I don't have a ground pour on the top side. Where would you expect/suggest to use ground stitching? Thanks.

[pitagoras]

1) Label the trimpots with their function? Place them "making sense", I mean not the 3 together as they control different things, also probably close to inputs if they control something related to inputs...
2) Add test points?
3) Not sure if there are enough dc decoupling caps for everything.

[TimNJ]

1) Label the trimpots with their function? Place them "making sense", I mean not the 3 together as they control different things, also probably close to inputs if they control something related to inputs...
2) Add test points?
3) Not sure if there are enough dc decoupling caps for everything.

Thank you.

1.) Good point, will definitely include silkscreen labels for each. If this was a real product, they would only be accessible to a person performing calibration.
2.) Yes, though I feel like probing some SO-8 pins/0805 parts won't be too hard. But always love equipment with proper test points.
3.) Do you mean bypass caps? There is one 100nF on each power pin of each IC.

Thanks again!

[T3sl4co1l]

No ground stitching?

I don't have a ground pour on the top side. Where would you expect/suggest to use ground stitching? Thanks.

But what's all that copper--

It isn't VCC, is it?  That's not a good way to go.  You have to stitch two planes that way, and you have no choice but to use via-track-via 'jumpers' to do it.

Or even worse, is it floating? 

The best starting point is N layers, of which N/2 layers dedicated to the highest pin-count nets (usually in order: GND, VCC, VEE, other supplies, shield nets, etc.), and N/2 are reserved for routing.  You can route traces on the plane layers, briefly, but try to keep the "jumper" lengths to a minimum.

All other nets, that aren't planes, are routed as any other signal.  Given suitable consideration for trace width, impedance, bypassing and so on.

For N=2, you should place and route everything on top, and reserve bottom for ground.  (Or vice versa is fine too, but you'll usually have SMT components on top, making that preferred for routing.  A THT design might route on the bottom, and fill the top with ground.)  VCC and everything else gets routed as traces.  You usually need more bypass caps on a 2-layer design than a 4-layer design; heck, a 4-layer design often needs no more than a handful of bypass caps, even for a complex design.

Obvious catch: inevitably, you'll need to route on the bottom, which will cut holes in the ground pour (you have to watch the negative space!).  To patch over these gaps, you'll need to add via-trace-via links, reserving enough space in your top-side routing to allow for it.  Better still, you can pour the top side, using all the negative space leftover from routing.  Just add vias!

Tim

[TimNJ]

No ground stitching?

I don't have a ground pour on the top side.
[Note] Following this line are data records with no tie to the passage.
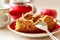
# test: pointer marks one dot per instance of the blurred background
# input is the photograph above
(41, 4)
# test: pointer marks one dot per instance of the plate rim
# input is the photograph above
(29, 35)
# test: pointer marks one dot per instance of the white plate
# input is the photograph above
(31, 35)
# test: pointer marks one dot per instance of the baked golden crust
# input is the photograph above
(28, 26)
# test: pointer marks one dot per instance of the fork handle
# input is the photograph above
(52, 37)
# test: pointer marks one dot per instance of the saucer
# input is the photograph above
(11, 27)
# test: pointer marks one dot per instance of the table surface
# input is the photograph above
(6, 34)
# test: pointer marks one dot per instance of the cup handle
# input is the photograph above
(31, 6)
(9, 18)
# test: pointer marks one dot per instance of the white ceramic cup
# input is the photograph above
(4, 19)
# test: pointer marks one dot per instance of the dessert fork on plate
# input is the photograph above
(43, 25)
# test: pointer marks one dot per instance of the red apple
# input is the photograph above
(49, 12)
(17, 11)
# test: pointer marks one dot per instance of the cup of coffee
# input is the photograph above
(4, 16)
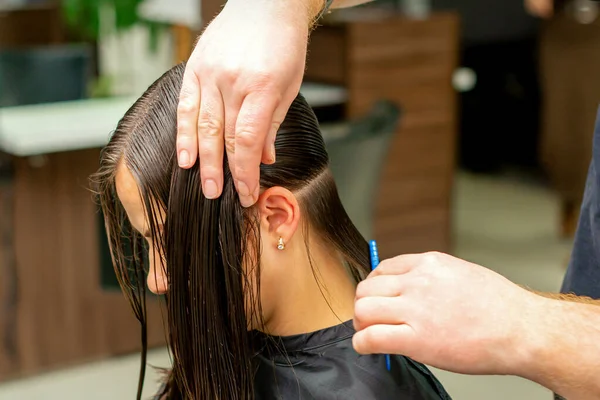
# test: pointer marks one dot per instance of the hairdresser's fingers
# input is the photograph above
(385, 339)
(268, 155)
(378, 310)
(187, 118)
(251, 129)
(380, 286)
(232, 110)
(397, 265)
(210, 141)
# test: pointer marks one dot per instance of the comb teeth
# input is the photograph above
(374, 254)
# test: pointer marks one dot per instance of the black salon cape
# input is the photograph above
(323, 365)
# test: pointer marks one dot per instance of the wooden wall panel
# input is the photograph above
(64, 317)
(410, 62)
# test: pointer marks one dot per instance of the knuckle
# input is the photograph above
(230, 144)
(186, 106)
(246, 138)
(431, 257)
(230, 73)
(210, 126)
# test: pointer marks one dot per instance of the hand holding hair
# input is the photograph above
(461, 317)
(240, 80)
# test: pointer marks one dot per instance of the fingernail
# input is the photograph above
(243, 189)
(272, 151)
(210, 189)
(184, 158)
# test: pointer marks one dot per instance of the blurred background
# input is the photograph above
(488, 162)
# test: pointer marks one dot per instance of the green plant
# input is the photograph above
(84, 17)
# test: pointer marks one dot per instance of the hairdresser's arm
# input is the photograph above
(239, 82)
(540, 8)
(464, 318)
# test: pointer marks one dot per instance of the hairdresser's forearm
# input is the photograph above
(347, 3)
(563, 348)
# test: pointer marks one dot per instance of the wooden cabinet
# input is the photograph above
(55, 312)
(411, 62)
Where would you expect/suggest to use ground stitching? Thanks.

But what's all that copper--

It isn't VCC, is it?  That's not a good way to go.  You have to stitch two planes that way, and you have no choice but to use via-track-via 'jumpers' to do it.
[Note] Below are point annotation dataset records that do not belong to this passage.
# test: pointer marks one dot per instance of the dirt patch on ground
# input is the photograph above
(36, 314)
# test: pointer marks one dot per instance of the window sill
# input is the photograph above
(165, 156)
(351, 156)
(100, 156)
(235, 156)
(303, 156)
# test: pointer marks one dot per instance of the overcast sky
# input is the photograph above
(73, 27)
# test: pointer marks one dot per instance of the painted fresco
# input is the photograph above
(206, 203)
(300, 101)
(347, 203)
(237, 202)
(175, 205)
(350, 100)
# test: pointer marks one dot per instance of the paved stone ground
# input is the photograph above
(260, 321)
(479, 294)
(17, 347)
Or even worse, is it floating? 

The best starting point is N layers, of which N/2 layers dedicated to the highest pin-count nets (usually in order: GND, VCC, VEE, other supplies, shield nets, etc.), and N/2 are reserved for routing.  You can route traces on the plane layers, briefly, but try to keep the "jumper" lengths to a minimum.

All other nets, that aren't planes, are routed as any other signal.  Given suitable consideration for trace width, impedance, bypassing and so on.
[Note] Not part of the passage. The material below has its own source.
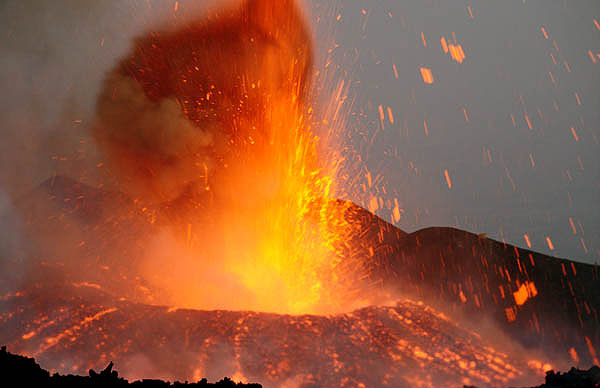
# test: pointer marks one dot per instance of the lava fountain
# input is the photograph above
(214, 118)
(223, 201)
For N=2, you should place and route everything on top, and reserve bottom for ground.  (Or vice versa is fine too, but you'll usually have SMT components on top, making that preferred for routing.  A THT design might route on the bottom, and fill the top with ground.)  VCC and everything else gets routed as traces.  You usually need more bypass caps on a 2-layer design than a 4-layer design; heck, a 4-layer design often needs no more than a handful of bypass caps, even for a complex design.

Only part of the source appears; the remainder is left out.